The free particle: probability current

Required math: calculus

Required physics: Schrödinger equation

Reference: Griffiths, David J. (2005), Introduction to Quantum Mechanics, 2nd Edition; Pearson Education – Problem 2.19.

The rate of change of probability of a particle in a given range of ${x}$ can be written as the difference in probability current at the two ends. The current is defined as

$\displaystyle J(x,t)\equiv\frac{i\hbar}{2m}\left(\frac{\partial\Psi^*}{\partial x}\Psi-\frac{\partial\Psi}{\partial x}\Psi^*\right) \ \ \ \ \ (1)$

For the free particle, a stationary state is given by

$\displaystyle \Psi(x,t)=Ae^{ikx}e^{-i\hbar k^{2}t/2m} \ \ \ \ \ (2)$

The probability current for this state is found by working out the derivative:

 $\displaystyle \frac{\partial\Psi}{\partial x}$ $\displaystyle =$ $\displaystyle ikAe^{ikx}e^{-i\hbar k^{2}t/2m}\ \ \ \ \ (3)$ $\displaystyle$ $\displaystyle =$ $\displaystyle ik\Psi \ \ \ \ \ (4)$

So we get

 $\displaystyle J(x,t)$ $\displaystyle =$ $\displaystyle \frac{i\hbar k}{2m}\left(-i\left|\Psi\right|^{2}-i\left|\Psi\right|^{2}\right)\ \ \ \ \ (5)$ $\displaystyle$ $\displaystyle =$ $\displaystyle \frac{\hbar k}{m}\left|A\right|^{2} \ \ \ \ \ (6)$

(The complex exponentials cancel out in ${\left|\Psi\right|^{2}}$.) Since the current is positive, it ‘flows’ in the positive ${x}$ direction. Note that the current is independent of ${x}$, so the probability of a particle being found in any given range of ${x}$ is constant. (Actually, as we’ve seen, a free particle can’t exist in a single stationary state since such a state cannot be normalized.)

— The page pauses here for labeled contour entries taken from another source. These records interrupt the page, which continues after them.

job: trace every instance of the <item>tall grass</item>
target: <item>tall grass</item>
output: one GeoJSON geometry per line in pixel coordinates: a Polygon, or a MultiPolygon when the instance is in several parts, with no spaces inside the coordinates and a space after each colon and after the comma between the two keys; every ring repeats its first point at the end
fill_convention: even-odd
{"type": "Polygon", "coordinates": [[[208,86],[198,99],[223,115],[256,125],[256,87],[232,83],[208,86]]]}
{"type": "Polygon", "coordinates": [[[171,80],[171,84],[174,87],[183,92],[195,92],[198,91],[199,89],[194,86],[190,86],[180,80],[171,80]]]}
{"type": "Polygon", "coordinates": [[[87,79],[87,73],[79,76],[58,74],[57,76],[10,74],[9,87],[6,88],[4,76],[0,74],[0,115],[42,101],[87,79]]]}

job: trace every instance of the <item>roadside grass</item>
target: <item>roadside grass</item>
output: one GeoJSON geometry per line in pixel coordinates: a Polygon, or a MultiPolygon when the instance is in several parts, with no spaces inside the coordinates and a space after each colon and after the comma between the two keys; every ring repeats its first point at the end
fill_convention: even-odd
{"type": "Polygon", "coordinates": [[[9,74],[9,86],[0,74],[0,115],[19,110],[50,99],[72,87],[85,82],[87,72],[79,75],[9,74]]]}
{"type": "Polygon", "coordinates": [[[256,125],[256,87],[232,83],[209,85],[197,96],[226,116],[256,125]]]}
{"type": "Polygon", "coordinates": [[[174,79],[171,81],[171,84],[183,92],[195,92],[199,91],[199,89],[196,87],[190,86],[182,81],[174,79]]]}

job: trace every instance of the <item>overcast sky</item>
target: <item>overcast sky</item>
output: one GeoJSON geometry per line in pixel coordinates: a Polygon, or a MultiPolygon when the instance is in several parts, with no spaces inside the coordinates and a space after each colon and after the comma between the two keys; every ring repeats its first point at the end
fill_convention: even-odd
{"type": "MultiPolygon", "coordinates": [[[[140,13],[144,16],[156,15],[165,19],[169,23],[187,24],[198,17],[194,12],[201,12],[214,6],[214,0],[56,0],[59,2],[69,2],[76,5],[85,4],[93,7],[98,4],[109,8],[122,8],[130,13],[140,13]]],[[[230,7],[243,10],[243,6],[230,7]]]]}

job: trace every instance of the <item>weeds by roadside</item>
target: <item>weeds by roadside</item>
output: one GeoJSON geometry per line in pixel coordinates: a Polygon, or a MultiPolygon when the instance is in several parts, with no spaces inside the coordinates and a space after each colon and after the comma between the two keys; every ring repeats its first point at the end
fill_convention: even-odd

2 thoughts on “The free particle: probability current”

1. George

If I understood the theory well, a free particle cannot exist in a stationary state so we should probably have the integral over k form of the wave equation? Are we allowed to use stationary states as a mathematically useful trick which does not have any physical meaning, and getting right results? The integral form shouldn’t have given the same result?